July 30, 2024

VP of Product Marketing

A High-Performance Back-End Ethernet Fabric for AI GPU Clusters

There’s an exciting race going on right now – and I’m not referring to a sporting event at the Olympics. The race under discussion is all about developing a high-performance back-end Ethernet fabric for artificial intelligence (AI) GPU clusters.

The backend networking fabric of an AI GPU cluster is different from most networking segments you typically encounter. That’s because this piece of networking has a dramatic effect on the performance of the GPU cluster, which, in turn, effects the business case and ROI of such a cluster. 

A High-Performance Back-End Ethernet Fabric for AI GPU Clusters

As the back-end fabric carries remote direct memory access (RDMA) traffic, any network hiccup, such as packet loss, failover or even jitter, results in one of two negative outcomes. 

The first outcome is when a graphics processing unit (GPU), or group of GPUs, stand idle, awaiting those networking resources and the data needed for continued job processing. The second outcome is when the job is broken and needs to go back to the last checkpoint and redo a part of the job. 

Both outcomes increase the job completion time (JCT), which is the key parameter we want to minimize in order to best utilize the extremely expensive GPU resources.

When it comes to large clusters, which bundle 100s and 1000s of GPUs and are used predominantly for training, the use of an Ethernet backend fabric is prone to packet loss and jitter. This is due to the nature of such RDMA traffic, which creates “elephant flows” that basic Ethernet load-balancing mechanisms, such as equal-cost multipath (ECMP), simply cannot handle. 

The InfiniBand vs Ethernet dilemma

Traditionally, InfiniBand has been the technology of choice for such a fabric as it provides excellent performance for these kinds of applications. InfiniBand, though, has its drawbacks. It is, practically, a vendor-locked solution (controlled by Nvidia), it is relatively expensive, it calls for a specific skillset, and it requires several fine-tuning efforts for each type of workload run on the cluster fabric. 

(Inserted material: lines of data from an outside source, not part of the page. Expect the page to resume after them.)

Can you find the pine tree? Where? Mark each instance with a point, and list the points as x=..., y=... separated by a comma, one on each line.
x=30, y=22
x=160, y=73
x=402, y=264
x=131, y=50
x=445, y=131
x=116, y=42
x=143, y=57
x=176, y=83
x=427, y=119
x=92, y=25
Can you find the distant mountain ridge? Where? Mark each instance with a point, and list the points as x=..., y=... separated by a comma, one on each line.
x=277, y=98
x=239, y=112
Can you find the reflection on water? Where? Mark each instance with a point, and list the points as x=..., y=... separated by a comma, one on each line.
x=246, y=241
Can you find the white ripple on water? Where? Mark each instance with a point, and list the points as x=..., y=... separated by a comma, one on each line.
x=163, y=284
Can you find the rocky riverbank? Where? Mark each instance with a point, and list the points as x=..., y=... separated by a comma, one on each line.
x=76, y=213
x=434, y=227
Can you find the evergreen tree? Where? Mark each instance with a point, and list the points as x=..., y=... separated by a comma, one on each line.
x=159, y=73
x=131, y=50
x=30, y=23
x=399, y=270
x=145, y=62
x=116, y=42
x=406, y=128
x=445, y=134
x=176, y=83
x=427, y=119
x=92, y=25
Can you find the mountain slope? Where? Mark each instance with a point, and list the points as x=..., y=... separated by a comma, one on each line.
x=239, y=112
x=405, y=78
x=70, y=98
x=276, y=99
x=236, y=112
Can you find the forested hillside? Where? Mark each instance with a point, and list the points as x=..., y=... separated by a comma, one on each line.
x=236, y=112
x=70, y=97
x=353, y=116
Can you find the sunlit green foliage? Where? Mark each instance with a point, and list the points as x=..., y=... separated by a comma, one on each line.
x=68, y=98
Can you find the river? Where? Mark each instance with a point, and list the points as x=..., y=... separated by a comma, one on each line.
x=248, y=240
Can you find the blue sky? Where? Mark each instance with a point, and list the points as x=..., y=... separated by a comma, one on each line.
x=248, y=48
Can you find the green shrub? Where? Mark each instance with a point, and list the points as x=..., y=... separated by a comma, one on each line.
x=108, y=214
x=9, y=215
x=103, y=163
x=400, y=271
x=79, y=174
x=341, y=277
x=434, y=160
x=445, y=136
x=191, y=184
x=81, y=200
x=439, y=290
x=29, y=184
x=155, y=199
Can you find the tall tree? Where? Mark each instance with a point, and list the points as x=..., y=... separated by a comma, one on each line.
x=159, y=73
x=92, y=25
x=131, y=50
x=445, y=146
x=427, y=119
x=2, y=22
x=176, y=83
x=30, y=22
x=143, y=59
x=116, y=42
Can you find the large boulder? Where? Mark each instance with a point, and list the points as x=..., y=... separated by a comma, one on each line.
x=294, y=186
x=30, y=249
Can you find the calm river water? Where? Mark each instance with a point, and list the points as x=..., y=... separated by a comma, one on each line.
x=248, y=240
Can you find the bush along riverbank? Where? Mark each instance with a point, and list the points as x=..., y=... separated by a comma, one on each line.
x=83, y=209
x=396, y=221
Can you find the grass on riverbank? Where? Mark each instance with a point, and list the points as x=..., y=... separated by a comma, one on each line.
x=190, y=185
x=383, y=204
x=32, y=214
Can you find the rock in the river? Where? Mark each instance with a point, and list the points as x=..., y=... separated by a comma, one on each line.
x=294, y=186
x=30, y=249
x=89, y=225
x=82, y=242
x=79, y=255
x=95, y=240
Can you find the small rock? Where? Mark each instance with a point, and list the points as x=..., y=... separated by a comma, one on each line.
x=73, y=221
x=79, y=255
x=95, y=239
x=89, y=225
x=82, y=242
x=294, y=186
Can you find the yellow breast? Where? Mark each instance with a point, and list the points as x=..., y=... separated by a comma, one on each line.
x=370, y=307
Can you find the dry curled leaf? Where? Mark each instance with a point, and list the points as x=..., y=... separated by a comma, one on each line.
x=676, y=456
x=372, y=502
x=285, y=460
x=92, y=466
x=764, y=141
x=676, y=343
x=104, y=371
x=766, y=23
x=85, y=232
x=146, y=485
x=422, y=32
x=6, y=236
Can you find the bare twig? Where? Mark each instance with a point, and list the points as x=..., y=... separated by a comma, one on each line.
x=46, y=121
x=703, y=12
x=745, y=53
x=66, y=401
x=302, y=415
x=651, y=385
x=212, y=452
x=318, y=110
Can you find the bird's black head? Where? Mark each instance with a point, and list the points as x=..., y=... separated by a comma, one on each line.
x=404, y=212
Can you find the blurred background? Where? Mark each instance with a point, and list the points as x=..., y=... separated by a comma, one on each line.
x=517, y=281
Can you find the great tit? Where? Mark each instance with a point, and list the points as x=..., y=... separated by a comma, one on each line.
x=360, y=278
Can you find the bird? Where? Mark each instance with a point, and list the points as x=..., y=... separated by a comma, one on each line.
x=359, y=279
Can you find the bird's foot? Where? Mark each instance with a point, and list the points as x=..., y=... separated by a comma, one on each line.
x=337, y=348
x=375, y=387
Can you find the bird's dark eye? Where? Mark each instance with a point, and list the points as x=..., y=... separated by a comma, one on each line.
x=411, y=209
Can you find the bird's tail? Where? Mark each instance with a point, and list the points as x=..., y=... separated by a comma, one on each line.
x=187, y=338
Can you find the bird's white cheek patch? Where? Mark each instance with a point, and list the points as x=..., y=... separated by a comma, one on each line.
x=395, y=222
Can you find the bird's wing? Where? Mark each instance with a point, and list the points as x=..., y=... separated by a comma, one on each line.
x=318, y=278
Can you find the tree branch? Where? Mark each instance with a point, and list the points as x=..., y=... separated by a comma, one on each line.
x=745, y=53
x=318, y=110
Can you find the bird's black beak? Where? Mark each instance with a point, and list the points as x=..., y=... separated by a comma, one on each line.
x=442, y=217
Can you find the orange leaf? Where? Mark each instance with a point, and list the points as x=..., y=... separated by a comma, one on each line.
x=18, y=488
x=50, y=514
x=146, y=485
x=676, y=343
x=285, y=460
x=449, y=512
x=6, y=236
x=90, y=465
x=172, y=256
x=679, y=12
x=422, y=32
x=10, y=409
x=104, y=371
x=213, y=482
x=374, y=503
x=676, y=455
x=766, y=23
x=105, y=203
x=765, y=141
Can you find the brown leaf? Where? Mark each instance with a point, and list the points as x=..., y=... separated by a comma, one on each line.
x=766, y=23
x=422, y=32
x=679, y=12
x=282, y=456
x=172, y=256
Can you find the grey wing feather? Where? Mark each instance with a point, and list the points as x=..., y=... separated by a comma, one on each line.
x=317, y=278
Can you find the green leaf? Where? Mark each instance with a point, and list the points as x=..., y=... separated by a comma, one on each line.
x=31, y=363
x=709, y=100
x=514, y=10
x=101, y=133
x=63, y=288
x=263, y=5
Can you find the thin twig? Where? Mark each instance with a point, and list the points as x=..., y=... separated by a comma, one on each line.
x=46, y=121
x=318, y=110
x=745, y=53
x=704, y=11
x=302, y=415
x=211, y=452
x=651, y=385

The obvious alternative is Ethernet. Yet Ethernet is, by nature, a lossy technology and, as mentioned, lacks in performance. The race is on, therefore, to create an Ethernet fabric that will provide performance on par with, or even better than, InfiniBand.

As in most races, there is more than one contender to achieve the goal. While all alternatives aim to resolve the congestion in the network, they do so with totally different approaches. 

The challenges of the network endpoint approach 

In order to overcome elephant flow-driven congestion, a new type of load balancing is required. This could be achieved with the network endpoints being aware of the current congestion heatmap, and then spraying packets into the fabric accordingly.  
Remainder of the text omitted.